Was this killing machine what would have shown up on Halloween if I’d dialed IYD then? I couldn’t see it being any use against the LM and the Fae Princes, but if I’d summoned it during the riots, or even shortly after instead of holing up in the church, it certainly could have cleared my path and led me somewhere safe, where the LM might never have found me.
I examined it. It stared back through matted, bloodied hair. Rage blazed in its gaze, and something wilder, more frightening.
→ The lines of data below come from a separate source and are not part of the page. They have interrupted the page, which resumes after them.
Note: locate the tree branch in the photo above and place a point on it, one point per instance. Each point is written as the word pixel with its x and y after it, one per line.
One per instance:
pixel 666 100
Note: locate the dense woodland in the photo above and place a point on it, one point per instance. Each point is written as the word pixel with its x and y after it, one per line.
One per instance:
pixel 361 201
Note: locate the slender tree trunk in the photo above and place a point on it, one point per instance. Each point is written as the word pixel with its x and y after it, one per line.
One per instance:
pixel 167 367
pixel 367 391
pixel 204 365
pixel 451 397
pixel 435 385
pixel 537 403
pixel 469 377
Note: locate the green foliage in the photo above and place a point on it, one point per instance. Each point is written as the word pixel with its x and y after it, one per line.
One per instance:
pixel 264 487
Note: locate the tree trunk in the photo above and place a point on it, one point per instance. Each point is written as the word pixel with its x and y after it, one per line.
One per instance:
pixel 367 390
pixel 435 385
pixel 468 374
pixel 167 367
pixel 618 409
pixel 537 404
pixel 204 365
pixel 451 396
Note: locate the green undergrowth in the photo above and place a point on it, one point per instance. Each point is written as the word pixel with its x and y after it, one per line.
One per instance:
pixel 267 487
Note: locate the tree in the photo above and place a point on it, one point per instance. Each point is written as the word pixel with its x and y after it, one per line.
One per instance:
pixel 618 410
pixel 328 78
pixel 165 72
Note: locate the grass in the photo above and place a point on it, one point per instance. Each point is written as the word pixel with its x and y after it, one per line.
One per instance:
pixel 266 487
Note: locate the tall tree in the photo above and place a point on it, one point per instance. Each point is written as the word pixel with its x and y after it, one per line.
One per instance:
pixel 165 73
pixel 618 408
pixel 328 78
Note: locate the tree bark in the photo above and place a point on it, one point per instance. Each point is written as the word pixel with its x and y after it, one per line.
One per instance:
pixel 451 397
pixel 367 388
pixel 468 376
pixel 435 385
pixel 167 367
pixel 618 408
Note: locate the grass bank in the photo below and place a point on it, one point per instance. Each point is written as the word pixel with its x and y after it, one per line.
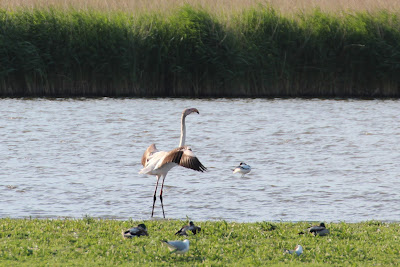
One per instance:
pixel 194 52
pixel 92 242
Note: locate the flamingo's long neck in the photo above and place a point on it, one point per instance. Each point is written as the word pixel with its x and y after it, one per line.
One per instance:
pixel 183 131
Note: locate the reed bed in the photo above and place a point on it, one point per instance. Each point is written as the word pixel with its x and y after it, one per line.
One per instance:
pixel 191 50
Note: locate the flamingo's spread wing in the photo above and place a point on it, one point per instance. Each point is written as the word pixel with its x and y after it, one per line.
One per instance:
pixel 148 153
pixel 184 157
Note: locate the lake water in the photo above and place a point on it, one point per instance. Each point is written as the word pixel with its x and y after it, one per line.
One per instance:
pixel 312 160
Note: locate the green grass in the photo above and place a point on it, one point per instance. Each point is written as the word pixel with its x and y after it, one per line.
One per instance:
pixel 93 242
pixel 191 52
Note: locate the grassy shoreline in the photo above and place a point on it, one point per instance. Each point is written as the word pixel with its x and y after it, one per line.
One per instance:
pixel 88 242
pixel 192 52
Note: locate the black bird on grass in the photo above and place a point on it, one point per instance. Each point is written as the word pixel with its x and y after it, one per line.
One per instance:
pixel 189 227
pixel 140 230
pixel 317 230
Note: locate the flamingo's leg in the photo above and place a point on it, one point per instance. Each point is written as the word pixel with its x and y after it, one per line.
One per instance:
pixel 162 186
pixel 154 197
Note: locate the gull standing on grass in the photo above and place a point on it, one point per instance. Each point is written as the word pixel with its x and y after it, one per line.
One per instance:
pixel 243 168
pixel 159 163
pixel 178 246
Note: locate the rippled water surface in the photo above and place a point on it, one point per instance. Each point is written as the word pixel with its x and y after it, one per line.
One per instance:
pixel 312 160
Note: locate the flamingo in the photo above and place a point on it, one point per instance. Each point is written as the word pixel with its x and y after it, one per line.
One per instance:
pixel 159 163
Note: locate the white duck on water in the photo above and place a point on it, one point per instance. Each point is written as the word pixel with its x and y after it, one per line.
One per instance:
pixel 243 168
pixel 159 163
It took me a moment to realize it was madness. The thing was one link in a chain away from total insanity.
It had to be IYD. There was no other explanation for it. How had Barrons captured the thing? How did he make it obey him? How had he kept it from killing him? By mystical means? As usual where Barrons was concerned, I had nothing but questions and no answers. When I was finally back in my own world, he wasn’t getting out of answering some. I knew what he kept beneath his garage now, and I wanted to know more.
As I studied its savage face, the eyes deep with psychotic rage, its powerful body built for killing, I realized I was no longer afraid of it. I knew in my bones the thing was not going to kill me. It was going to slaughter and decimate every living thing around me, and piss, and probably collect anything of mine I was careless enough to let get away from me. It might even want to kill me, but it wouldn’t, because it was IYD and its sole purpose was to make sure I didn’t die.
I felt like half the weight of the world had just slid from my shoulders. I could do this. I had a weapon I hadn’t known about: a guardian demon. It occurred to me that I didn’t even need to retrieve my stones. Barrons could get them when he showed up. There went another quarter of the world off my back.
I got on with my search for food. The monster trailed me most of the time. Occasionally something rustled in the distance, and it would tear off through the trees. I began to hold my ears when that happened. I love animals and hated that it was killing everything. I wished Barrons could have taught it to discriminate.
I found berries in the undergrowth and nuts on low-hanging branches in a grove of slender silvery-barked trees. After I gorged, I gathered them, tying as many of the sweet nuts into my hobo pouch as I could. In a gentle brook, I found fish eggs. A big yuck, but protein nonetheless.
Mid-morning, the monster herded me back toward the river, then began snarling and snapping at me, driving me upstream. I figured it had some Barrons-esque agenda.